第32話 読み替える魔王討伐事件の謎



「ミキ。前にも言いましたが」

「うん。忘れてない。変革とは、秩序と冷静を保ってこそ行われるべき、でしょ?」


「その通り。無関係の民を巻き込んでは、ただの戦争と同じ、不毛です。待っている未来は貧困と飢えの連鎖です」


「だからあたし、新沼に国造りの理想だけを掲げて、やってることはテロだって言った。そしたらあいつに殴られて、〝匣〟に閉じ込められて、〝雪虎〟の監視までつけられたから、頭きてぶっ飛ばして逃げてきた。もうアイツとは付き合いきれないよ」


「〝雪虎〟をぶっとばした? それではミキの〝雷鳳〟が完成したのですか?」


 魔王は恥ずかしそうに目線を逃がした。


「逃げるのに、嫌ってた力が必要だった。まだ制御は難しいけど。回数の問題だと思う」


「素晴らしい。おめでとうございます。その若さで、私と肩を並べる魔術師になりましたね」


 マーレファの弟子たちにとっては聞き捨てならない賛辞を、魔王に贈った。


「マーレー。

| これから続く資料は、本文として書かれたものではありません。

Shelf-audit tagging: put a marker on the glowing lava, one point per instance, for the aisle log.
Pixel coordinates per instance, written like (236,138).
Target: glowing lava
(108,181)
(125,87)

あたし前にもいうたよね。この世界で魔術師になりたいわけじゃない。ファッションデザイナーになりたいの」


「ええ。忘れていませんよ。裁縫革命でこの世界を無双する、でしたよね。彼女なんかはどうです? 革の装備ですが」


 タイムがもじもじと佇むが、サトウミキはつまらなさそうに鼻塞した。


「ゴブリンが馬買いの服装してるだけだし。馬子にも衣装じゃなく、馬子の衣装そのものなんだけど。せめてゴブリンの貧相な体系が人族並みに均整が取れてないとね。あと機能一点張りのポケットが多すぎる。馬用の精力剤でも入れてたのかな」


 困惑の中にも、衣装のことになると魔王の目の輝きが変わった。


「ヴァンダーが今後、彼らを強くします、偵察にむいた衣装とか考えてみませんか」


「え、いいけど。マーレーがゴブリンを使役してるの?」


「いいえ。彼らの主人は、あそこです。キクチカレンです」


 サトウミキに窓の外のミルクティ色の髪を指差す。


「キクチ……彼女、この世界での名前は?」


 その問いかけの後、妙な間が生まれた。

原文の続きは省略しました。